Fahrer (stellt den Motor ab): Sie dort! Steigen Sie aus!
Dr. Partzuf: Warum?
Fahrer: Ich bin kein Auskunftsbüro. Sagen Sie schön »Idiot« oder etwas Ahnliches, und steigen Sie aus.
Dr. Partzuf: Ich denke nicht daran. Hier ist Platz genug. Die Herrschaften brauchen nur ein wenig zusammenzurücken (er drängt mit voller Wucht gegen die geballte Menge) .

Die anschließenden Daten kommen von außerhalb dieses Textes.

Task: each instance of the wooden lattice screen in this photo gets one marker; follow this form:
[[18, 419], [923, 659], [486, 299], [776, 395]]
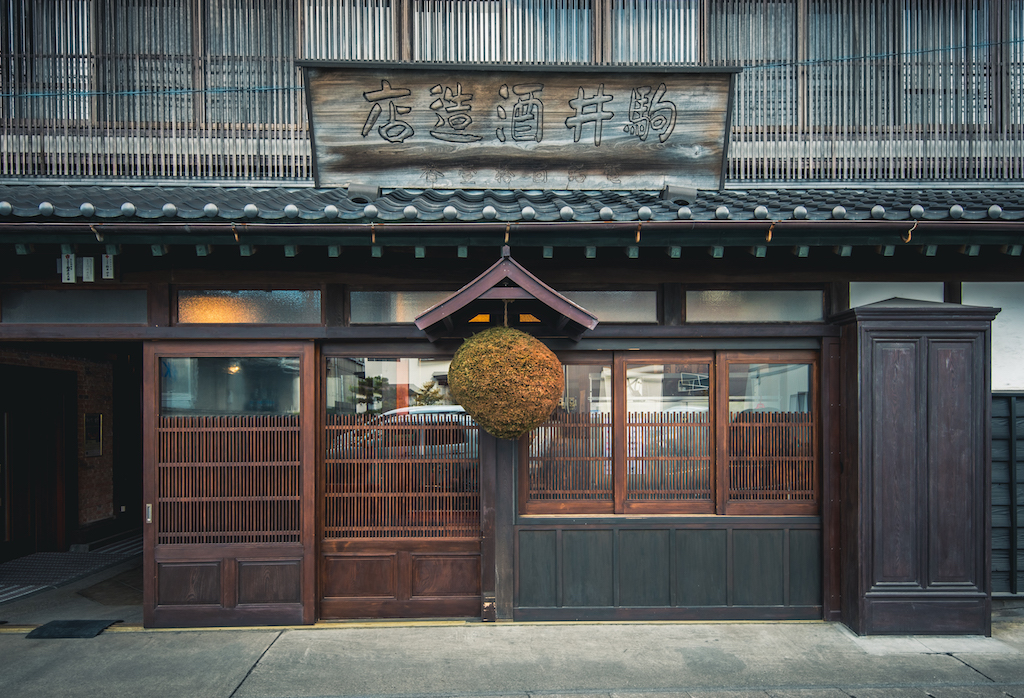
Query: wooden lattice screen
[[771, 456], [401, 476], [668, 455], [228, 479], [570, 459]]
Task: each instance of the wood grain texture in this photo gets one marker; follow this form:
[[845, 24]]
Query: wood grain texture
[[480, 129]]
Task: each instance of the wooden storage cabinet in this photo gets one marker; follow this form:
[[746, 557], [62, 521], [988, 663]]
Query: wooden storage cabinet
[[915, 474]]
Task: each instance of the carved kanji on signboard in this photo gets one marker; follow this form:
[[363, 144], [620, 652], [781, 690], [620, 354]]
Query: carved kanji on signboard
[[395, 130]]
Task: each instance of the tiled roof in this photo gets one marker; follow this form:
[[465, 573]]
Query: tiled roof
[[297, 205]]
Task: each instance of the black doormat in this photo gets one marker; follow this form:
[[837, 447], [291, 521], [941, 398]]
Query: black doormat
[[71, 628]]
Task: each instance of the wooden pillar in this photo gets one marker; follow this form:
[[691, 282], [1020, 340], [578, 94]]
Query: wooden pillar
[[915, 468], [498, 460]]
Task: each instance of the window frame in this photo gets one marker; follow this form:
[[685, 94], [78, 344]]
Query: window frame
[[720, 504]]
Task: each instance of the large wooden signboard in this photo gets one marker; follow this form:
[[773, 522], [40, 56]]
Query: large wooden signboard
[[444, 127]]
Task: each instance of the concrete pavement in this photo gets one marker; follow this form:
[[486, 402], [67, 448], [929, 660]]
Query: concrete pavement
[[476, 659], [463, 659]]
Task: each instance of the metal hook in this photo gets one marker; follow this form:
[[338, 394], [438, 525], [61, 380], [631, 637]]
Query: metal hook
[[909, 233]]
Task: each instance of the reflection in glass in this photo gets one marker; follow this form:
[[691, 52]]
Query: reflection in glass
[[755, 306], [771, 433], [218, 385], [569, 455], [245, 307], [389, 307], [401, 459], [668, 431]]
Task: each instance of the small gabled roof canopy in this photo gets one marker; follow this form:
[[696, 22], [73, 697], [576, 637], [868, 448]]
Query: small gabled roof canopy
[[494, 291]]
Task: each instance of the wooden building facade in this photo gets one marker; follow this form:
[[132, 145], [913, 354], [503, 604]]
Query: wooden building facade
[[780, 409]]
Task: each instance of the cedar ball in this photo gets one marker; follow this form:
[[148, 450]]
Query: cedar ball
[[508, 381]]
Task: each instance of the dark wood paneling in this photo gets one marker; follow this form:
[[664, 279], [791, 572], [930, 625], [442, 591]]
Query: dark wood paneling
[[950, 443], [805, 573], [644, 562], [359, 576], [538, 568], [759, 569], [894, 475], [729, 568], [700, 559], [588, 568], [435, 575], [274, 581], [187, 583], [916, 486]]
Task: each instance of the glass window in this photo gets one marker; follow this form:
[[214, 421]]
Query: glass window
[[401, 459], [75, 307], [249, 307], [386, 307], [864, 293], [1008, 329], [771, 434], [668, 432], [755, 306], [617, 306], [679, 433], [223, 386], [569, 456]]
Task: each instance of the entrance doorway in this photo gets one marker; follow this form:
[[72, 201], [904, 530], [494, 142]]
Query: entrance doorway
[[38, 468], [229, 461], [400, 534]]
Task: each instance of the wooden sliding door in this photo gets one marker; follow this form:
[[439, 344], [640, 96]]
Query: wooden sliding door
[[229, 483], [400, 492]]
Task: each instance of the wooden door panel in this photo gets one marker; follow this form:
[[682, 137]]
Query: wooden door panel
[[229, 481], [407, 582], [269, 581], [436, 575], [359, 576]]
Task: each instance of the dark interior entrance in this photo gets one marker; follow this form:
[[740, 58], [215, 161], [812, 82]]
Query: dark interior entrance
[[38, 475]]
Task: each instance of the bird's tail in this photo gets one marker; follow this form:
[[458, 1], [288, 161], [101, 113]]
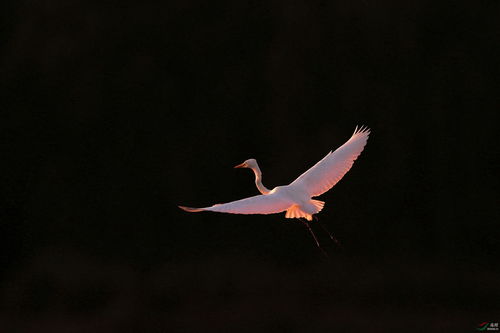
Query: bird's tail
[[297, 211], [318, 204], [191, 210]]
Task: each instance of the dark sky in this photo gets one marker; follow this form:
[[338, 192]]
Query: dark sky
[[113, 114]]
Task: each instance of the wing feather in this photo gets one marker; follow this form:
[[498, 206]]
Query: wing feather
[[327, 172], [259, 204]]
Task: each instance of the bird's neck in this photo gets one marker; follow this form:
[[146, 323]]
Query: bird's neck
[[258, 180]]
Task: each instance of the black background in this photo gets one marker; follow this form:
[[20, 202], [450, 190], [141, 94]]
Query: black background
[[113, 114]]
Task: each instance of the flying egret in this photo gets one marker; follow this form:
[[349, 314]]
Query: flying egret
[[296, 197]]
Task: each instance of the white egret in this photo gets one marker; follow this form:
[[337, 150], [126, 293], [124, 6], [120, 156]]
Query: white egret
[[296, 198]]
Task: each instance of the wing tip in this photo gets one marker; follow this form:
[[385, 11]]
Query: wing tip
[[363, 129], [191, 209]]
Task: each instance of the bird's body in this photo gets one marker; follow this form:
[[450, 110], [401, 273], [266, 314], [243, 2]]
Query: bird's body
[[296, 198]]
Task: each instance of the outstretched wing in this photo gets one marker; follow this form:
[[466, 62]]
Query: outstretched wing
[[259, 204], [327, 172]]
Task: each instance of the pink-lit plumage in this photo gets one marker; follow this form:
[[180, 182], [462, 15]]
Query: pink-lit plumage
[[296, 198]]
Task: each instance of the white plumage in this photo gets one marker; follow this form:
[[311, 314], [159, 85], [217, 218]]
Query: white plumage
[[296, 198]]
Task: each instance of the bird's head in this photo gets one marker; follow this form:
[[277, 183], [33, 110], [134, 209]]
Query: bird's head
[[250, 163]]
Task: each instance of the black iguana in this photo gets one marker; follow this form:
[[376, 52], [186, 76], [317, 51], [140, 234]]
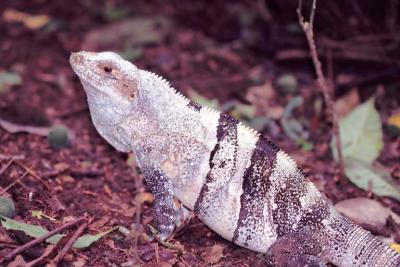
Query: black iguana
[[238, 183]]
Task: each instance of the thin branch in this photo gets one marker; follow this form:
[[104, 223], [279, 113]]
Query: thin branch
[[40, 239], [308, 30], [69, 244]]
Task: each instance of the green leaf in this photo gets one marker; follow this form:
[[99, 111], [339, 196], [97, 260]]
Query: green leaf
[[86, 240], [8, 79], [36, 231], [371, 178], [7, 207], [361, 134]]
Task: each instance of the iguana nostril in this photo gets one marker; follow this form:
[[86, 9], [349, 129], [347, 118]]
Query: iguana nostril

Nervöser Herr: Was gibt's denn? Was denkt sich der Fahrer eigentlich? Ein Passagier mehr oder weniger spielt doch keine Rolle. Fahren wir!
Ältere Dame: Ganz richtig. Noch dazu ein so magerer Mensch. Der nimmt keinen Platz weg. Fahren wir endlich.
Fahrer: Solange der Mann noch im Wagen ist, wird nicht gefahren. Ich habe Zeit.
Dr. Partzuf: Idiot! (will aussteigen) .
Zwicker (packt ihn am Ärmel): Warten Sie, warten Sie. Nur nicht nervös werden. Und Sie, Fahrer, hören Sie mit den Witzen auf und lassen Sie diesen armen Kerl mitfahren. Aus so etwas macht man keine Prestigefrage. Geben Sie Gas und fahren Sie los.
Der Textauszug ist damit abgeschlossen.